You go to the myriads of car communities and systematically promote your content for Nurburgring. It’s a niche site, and by the OP’s description we can safely assume that it’s quite usable since he’s been already approached by a sponsor. And since this is a site about a specific car circuit you just go to the actual place, or make an arrangement with the organizers to promote your site. Give a leaflet, or build an accompanying mobile app.
I'm not saying that circumventing Google is the easiest thing in the world, or the cheapest, but it's not mission impossible either. I didn't find Hacker News from Google, not the dozens of other tech communities I'm following.
The existence of meatspace never stopped the early web from flourishing, so why should the existence of the modern web stop anybody from making a second web? The only reason that Google was useful is because it tapped into the trust network that already existed before it.
I feel like the social media churn has destroyed people's brains, because they're more interested in stopping people from doing things they don't like than doing something awesome themselves.
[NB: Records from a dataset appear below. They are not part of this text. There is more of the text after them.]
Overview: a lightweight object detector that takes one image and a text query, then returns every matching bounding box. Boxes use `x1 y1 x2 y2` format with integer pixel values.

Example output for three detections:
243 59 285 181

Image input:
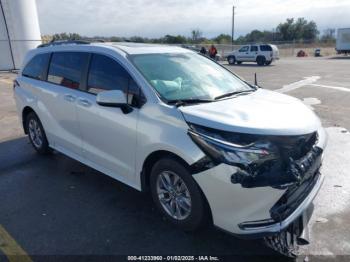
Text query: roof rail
37 40 91 48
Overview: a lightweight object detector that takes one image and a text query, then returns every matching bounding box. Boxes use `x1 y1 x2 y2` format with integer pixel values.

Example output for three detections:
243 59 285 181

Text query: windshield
131 53 253 101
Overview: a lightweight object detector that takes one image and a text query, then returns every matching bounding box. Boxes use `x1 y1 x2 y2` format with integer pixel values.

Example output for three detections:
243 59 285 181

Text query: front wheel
150 158 208 231
256 56 266 66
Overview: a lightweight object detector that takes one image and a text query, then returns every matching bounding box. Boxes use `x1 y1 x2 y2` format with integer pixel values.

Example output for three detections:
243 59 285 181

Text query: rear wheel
256 56 266 66
150 158 208 231
26 112 51 154
227 56 236 65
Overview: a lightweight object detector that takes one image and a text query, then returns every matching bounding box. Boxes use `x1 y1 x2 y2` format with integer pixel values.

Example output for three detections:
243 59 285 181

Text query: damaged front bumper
194 128 327 238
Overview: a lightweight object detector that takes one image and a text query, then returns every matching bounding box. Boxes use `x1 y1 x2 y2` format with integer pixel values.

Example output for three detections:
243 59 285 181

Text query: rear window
47 52 89 89
22 53 50 80
260 45 272 51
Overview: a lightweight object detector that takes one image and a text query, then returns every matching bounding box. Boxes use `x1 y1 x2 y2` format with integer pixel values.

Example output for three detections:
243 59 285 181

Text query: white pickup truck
335 28 350 54
227 44 279 66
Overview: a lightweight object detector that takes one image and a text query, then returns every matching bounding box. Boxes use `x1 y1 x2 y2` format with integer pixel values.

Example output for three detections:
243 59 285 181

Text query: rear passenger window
239 46 249 52
47 52 89 89
250 45 258 52
260 45 272 51
87 54 131 94
22 53 50 80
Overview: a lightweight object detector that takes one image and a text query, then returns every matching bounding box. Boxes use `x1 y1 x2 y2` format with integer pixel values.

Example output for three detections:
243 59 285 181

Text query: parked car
14 43 326 252
227 44 279 66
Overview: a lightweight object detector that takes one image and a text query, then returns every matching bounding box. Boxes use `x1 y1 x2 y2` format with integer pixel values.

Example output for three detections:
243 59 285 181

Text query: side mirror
96 90 132 114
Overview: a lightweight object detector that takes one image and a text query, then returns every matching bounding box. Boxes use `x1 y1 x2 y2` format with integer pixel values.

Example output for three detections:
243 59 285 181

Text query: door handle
78 98 91 107
64 95 76 102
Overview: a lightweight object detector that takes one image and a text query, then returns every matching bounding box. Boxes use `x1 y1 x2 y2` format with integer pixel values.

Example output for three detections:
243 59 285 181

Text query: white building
0 0 41 70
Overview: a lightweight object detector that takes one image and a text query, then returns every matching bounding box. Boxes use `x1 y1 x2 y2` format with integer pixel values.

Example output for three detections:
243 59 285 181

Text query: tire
150 157 210 231
256 56 266 66
227 56 236 65
26 112 51 154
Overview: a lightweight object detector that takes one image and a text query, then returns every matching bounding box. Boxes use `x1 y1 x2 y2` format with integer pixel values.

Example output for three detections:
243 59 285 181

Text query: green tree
277 17 319 41
191 29 203 44
213 34 232 44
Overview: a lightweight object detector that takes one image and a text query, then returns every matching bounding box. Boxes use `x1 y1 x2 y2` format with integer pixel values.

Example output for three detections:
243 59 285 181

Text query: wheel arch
22 106 38 134
141 150 190 191
141 150 213 224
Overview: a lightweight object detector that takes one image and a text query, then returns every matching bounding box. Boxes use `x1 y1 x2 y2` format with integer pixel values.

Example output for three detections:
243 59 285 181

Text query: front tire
26 112 51 154
150 158 208 231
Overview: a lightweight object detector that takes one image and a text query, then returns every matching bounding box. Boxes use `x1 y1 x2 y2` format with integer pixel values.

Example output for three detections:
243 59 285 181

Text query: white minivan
14 42 326 253
227 44 279 66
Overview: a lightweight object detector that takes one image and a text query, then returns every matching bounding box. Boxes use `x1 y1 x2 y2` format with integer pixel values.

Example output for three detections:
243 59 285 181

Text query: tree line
43 18 335 44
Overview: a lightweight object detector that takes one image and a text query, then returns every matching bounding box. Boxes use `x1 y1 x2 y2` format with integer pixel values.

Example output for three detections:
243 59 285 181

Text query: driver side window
239 46 249 52
87 54 145 107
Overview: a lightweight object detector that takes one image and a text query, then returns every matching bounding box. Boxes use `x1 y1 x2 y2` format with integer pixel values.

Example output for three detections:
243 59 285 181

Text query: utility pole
231 6 235 50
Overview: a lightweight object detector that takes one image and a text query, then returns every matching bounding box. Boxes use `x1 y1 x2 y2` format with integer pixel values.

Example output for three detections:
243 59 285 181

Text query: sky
36 0 350 38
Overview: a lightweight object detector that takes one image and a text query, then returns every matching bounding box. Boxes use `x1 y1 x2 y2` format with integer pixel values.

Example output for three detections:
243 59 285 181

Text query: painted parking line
275 76 350 93
275 76 321 93
0 225 32 262
309 84 350 92
0 79 13 85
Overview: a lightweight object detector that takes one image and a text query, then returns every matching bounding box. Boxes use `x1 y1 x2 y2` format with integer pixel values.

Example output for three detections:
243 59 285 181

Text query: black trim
0 0 16 70
190 156 217 175
79 53 92 92
42 52 52 82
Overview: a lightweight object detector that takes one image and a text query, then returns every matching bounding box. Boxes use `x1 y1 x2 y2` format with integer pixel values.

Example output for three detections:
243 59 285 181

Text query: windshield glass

Before people knew the web was vast and required digging through. Now people think google is the web, so if it doesn't come up by the third search it might as well not exist.
You're not wrong, but this is also a great acid test. We need to work to help people understand google is most definitely not the internet, and where we fail or don't get through leave them behind. I don't know what comes next, but there's not room for everyone, and I include many here (and likely myself) in those who won't make the transition. We love to imagine people physically leaving Earth for Mars and beyond, but what follows the internet is going to happen far sooner.
Start local. With actual people. Advertise with posters on utility poles (oh well they do not exist anymore in most places so replace with a suitable alternative and go to your local church/mosque/dance club/whatever relevant). I'm not saying this will work, but it is how it used to work.